今回は、推論コストを下げるために、極シンプルに日報の記述内容に「ボトルネック」または「失敗」がある場合に、ボトルネックを抽出する処理をGemini APIに送り、その受信結果をJSONとして保存する、という仕組みにしました。
プロンプトは以下の通り。
以下の業務日報の内容のうち、
- 失敗として触れられている部分
- 作業のボトルネックとして触れられている部分
を1行でまとめてください
フォーマットは必ず以下の形式に従ってください
まとめる際は以下の事柄に注意せよ
- 「だ、である」調で記載すること
- 記載された内容に基づくこと。入力にない情報は補完しないこと
---
<タスクの進捗>
${taskDigest}
</タスクの進捗>
<タスクで感じたこと>
${taskMind}
</タスクで感じたこと>
---
JSONの保存フォーマットは以下のようなシンプルな形式です。
{
"ProjectID": {
"Portfolio_slug": "ops-automation(大カテゴリ)",
"Project_slug": "daily-report-update-2025-09(小カテゴリ)"
},
"history": [
{
"date": "2025-10-06T15:00:00.000Z",
"comment": "失敗として触れられている部分はない。作業のボトルネックはスクリプトの修正に時間を要したことである。"
},
{
"date": "2025-10-19T15:00:00.000Z",
"comment": "「種」JSONを出力するソースコードの作成に時間を要し、似たようなソースコードが増えたため、今後もリファクタリングが必要である。"
},
{
"date": "2025-10-21T15:00:00.000Z",
"comment": "失敗としてマークダウンでのメモが続かなかったこと、ボトルネックとしてGASでファイルが増加したことが挙げられる。"
}
]
}
また、Google Apps ScriptでのGemini APIのアクセス例はこちらの記事で紹介しています。下記記事内容同様に、今回もJSONスキーマでの出力を強制し、適切なフォーマットで返されているか、軽くガードレールを通しています。
実際使ってみて
というわけで、実際に使い続けてると、こんな感じで比較的よく躓く点が見えてきます。以下は筆者がGoogle Apps Scriptの改ざん中に実際に運用し、記録された物を抜粋したものです。
- 失敗として触れられている部分はない。作業のボトルネックはスクリプトの修正に時間を要したことである。
- 「種」JSONを出力するソースコードの作成に時間を要し、似たようなソースコードが増えたため、今後もリファクタリングが必要である。
- 失敗としてマークダウンでのメモが続かなかったこと、ボトルネックとしてGASでファイルが増加したことが挙げられる。

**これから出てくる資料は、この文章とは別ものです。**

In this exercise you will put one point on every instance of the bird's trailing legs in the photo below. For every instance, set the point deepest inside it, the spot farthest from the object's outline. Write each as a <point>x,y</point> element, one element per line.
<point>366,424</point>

ここでは、ソースコードの修正・リファクタリングに時間がかかっていることがわかります。
つまり、この部分を何らかの方法で対処する(またはその作業自体が必要かどうか見直す)ことで、作業のボトルネックをつぶせる可能性がありますよね。
ちなみに、抽出したボトルネックはJSONに保存しているため、それをプロンプト化し「このボトルネックをもとに改善策を出して」みたいな改善案提示も自動化できます。
ほかにもこんなアイディア
今回は「日報のネタから仕事のボトルネックを探して蓄積する」というものでしたが、ほかにも
- 「こうしたらいいんじゃない?」という改善アイディア
- 「ここがよくわからなかった」という不明点
- 「これいつも繰り返してるよ」という自動化ポイント
など、抽出させるとおもしろいのでは?と考えています。
個人的には「こうしたらいいんじゃない?」という改善アイディアを「未来の種」と呼び、今回のボトルネックと同様にJSONに蓄積しています。
仮にその改善アイディアを採用したとき、「なぜそうしたのですか?」という問いに、記録が残っているから「あの時こういうことがあって・・・」と物語として答えられるんですよね(要するにストーリーテリングの材料になる、という意味です)。